Près de votre pupitre amour s’était placé :
Vous pouviez sans effort le peindre et le décrire ;
    On n’est jamais embarrassé
    Pour exprimer ce qu’on inspire ;
    Pourquoi prétendre vous cacher
    Sous le voile de l’anonyme ?
  La modestie en vain voudrait chercher
  À l’épaissir : d’accord avec l’estime,
    Le plaisir vient le détacher.
    D’ailleurs, pour rester inconnue,
  C’était trop peu de taire votre nom :
Il fallait déguiser la grâce méconnue
Qu’on prend pour la folie ou bien pour la raison,
  Tantôt coquette et tantôt ingénue,
    Qui joint le feu de l’abandon
    À l’attrait de la retenue.
    Il fallait ne pas nous charmer,
Forcer le naturel à ne jamais paraître ;
  Qui vous connaît devait vous reconnaître.
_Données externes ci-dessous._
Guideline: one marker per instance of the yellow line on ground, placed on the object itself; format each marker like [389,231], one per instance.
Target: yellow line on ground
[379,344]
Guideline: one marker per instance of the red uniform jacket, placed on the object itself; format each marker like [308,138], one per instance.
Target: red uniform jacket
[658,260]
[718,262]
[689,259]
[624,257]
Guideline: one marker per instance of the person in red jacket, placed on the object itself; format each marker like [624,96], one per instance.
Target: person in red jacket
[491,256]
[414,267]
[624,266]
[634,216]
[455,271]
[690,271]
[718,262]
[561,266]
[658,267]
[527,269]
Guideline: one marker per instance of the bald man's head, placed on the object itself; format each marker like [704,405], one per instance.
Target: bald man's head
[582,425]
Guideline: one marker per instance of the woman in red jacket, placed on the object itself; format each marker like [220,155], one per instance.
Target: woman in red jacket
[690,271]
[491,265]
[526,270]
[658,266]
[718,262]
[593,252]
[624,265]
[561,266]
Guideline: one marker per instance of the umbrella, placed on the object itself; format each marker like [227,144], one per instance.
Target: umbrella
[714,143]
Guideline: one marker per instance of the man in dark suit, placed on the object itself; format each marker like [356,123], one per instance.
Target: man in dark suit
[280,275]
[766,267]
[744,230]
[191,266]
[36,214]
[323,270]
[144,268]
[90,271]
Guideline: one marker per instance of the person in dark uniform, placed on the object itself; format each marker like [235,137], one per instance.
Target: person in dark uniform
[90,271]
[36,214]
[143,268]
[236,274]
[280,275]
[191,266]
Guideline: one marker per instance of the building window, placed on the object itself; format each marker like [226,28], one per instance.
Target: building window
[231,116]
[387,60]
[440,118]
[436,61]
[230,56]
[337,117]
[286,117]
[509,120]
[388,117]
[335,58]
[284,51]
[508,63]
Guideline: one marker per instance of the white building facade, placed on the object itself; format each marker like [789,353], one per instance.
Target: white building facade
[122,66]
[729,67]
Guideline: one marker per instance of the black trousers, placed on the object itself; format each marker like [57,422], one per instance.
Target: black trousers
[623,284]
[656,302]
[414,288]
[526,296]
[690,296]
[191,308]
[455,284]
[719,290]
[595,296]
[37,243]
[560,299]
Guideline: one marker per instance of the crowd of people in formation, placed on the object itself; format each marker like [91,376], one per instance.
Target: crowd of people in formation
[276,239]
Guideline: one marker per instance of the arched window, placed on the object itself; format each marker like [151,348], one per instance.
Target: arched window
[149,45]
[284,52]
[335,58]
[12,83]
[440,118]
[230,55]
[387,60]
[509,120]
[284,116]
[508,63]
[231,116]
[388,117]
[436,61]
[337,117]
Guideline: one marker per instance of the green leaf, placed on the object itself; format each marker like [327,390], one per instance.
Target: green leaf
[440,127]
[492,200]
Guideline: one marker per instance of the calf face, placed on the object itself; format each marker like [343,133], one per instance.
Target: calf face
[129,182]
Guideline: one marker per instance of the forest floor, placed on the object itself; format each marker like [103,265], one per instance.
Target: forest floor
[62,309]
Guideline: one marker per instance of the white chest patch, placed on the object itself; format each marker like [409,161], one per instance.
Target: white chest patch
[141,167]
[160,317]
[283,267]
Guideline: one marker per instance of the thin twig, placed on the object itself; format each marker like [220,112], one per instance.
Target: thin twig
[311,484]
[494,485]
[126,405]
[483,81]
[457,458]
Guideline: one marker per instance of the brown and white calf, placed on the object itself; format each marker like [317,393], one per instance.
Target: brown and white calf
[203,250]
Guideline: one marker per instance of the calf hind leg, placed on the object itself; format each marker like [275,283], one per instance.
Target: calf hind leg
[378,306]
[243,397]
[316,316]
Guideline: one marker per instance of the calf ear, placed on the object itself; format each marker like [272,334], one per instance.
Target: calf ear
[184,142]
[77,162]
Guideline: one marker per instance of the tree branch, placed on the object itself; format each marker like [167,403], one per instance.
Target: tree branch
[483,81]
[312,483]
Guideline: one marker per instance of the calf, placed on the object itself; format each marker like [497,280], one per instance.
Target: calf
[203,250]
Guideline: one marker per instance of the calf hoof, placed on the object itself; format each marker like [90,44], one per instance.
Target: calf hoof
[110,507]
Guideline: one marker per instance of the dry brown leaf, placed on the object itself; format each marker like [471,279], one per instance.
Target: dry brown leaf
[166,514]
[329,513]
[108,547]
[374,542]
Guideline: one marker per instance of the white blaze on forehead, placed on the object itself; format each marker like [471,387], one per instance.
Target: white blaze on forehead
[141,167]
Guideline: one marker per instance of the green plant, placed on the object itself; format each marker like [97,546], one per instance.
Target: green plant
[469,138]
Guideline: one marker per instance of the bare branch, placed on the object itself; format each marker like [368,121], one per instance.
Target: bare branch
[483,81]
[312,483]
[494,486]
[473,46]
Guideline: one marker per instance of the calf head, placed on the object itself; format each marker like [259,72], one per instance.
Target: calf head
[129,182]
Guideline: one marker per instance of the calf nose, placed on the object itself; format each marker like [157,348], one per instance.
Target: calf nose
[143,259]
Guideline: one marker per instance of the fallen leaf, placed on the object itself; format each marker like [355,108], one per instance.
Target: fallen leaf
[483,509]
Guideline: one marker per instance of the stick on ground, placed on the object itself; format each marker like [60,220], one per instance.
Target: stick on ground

    Écrire, c’était vous nommer.
    Vous vouliez, par un goût fantasque,
Cacher votre talent ? Votre talent vous perd :
    Les traits s’éclipsent sous le masque,
    Mais l’esprit reste à découvert.
    De l’amour fidèle interprète,
    De Caylus et de Lafayette
    Suivez, suivez longtemps les pas.
    Empruntez leurs traits délicats,
Leur plume qui séduit, leur langage qu’on aime,
    Que dis-je ? Ne l’empruntez pas ;
Pour être toujours mieux, soyez toujours vous-même.